Up to this point Tritonian Minerva had given her time, freely, in friendship, to this brother of hers, conceived in a shower of gold, but now, surrounded by vaulted cloud, she vanished from the island of Seriphos, and leaving Cythnus and Gyarus behind on her right, she headed for Thebes, and Mount Helicon, home of the virgin Muses, crossing the sea by whichever way seemed quickest. Reaching it, she alighted there, and spoke to the sisters, learned in song, saying, "Talk of a new fountain has reached my ears, that gushed out from under the hard hoof of winged Pegasus, born of Medusa. That is the reason for my journey. I wanted to see this wonderful creation. He himself I saw born from his mother's blood."
Urania replied, "Whatever reason brings you here, to see our home, goddess, you are dear to our hearts. But the tale is true: Pegasus is the source of our fountain," and she led her to the sacred waters. Pallas, having looked in wonder, for a long time, at this stream, made by the blow of the horse's hoof, gazed around her at the groves of ancient trees, the caves, and the grass, embroidered with innumerable flowers, and said that the daughters of Mnemosyne were equally happy in their home and their pursuits. At which one of the sisters answered, 'O, Tritonia, who would have been one of our choir, if your virtues had not formed you for greater things, what you say is true, and you rightly approve our arts and our haunts. Our life is happy, if only it were safe. But (nothing is sacred to the wicked), all things frighten virgin minds. Dread Pyreneus's destruction is in front of my eyes, and my mind has not yet recovered fully.
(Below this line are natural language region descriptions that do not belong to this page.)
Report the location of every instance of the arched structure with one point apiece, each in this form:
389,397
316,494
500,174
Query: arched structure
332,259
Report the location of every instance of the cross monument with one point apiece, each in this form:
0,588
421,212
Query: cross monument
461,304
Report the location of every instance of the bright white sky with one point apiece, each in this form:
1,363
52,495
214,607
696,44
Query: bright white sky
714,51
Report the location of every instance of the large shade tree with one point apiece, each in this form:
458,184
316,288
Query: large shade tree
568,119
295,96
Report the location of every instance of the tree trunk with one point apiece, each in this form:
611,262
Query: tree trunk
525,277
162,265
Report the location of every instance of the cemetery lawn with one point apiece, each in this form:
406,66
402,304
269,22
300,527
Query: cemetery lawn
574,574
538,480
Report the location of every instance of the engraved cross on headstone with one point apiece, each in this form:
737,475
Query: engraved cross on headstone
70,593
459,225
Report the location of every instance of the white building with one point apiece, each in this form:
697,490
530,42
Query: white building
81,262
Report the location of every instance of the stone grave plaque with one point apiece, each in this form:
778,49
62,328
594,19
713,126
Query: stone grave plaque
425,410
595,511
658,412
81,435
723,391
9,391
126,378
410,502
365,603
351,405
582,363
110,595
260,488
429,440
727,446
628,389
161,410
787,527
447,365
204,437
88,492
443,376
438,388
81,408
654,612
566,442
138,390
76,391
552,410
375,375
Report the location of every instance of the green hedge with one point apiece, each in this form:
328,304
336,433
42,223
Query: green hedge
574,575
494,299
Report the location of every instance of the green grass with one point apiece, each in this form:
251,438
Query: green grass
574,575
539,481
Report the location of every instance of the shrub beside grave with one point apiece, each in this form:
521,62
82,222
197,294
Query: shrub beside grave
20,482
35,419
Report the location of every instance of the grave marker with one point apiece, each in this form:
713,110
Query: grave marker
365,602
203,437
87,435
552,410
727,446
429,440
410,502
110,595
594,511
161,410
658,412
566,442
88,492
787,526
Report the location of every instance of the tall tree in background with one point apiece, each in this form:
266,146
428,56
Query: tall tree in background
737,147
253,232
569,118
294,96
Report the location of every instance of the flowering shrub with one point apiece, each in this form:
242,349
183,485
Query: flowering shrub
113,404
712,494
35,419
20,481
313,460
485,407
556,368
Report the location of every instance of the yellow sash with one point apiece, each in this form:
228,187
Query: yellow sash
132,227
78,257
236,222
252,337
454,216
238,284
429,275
That fierce man had captured Daulis and the Phocian fields, with his Thracian warriors, and wrongly held the kingdom. We were heading for the shrine on Parnassus. He saw us going by, and his face showing apparent reverence for our divinity, he said (knowing us), "Mnemonides, wait, don't be afraid, I beg you, to shelter from the rain and the lowering skies," (it was raining): "The gods have often entered humbler homes." Responding to his words, and the weather, we gave the man our assent, and went into the entrance hall of the palace. The rain stopped, the north wind overcame the south, and the dark clouds fled from the clearing sky. We wished to go. Pyreneus closed the doors, and prepared for violence, and we escaped that only by taking to our wings. He stood on the highest summit, as if he would follow us, saying, "Whatever is your way, is also mine," and foolishly threw himself from the roof of the main tower. He fell headlong, breaking his skull, hammering the ground in dying, and staining the earth with his evil blood."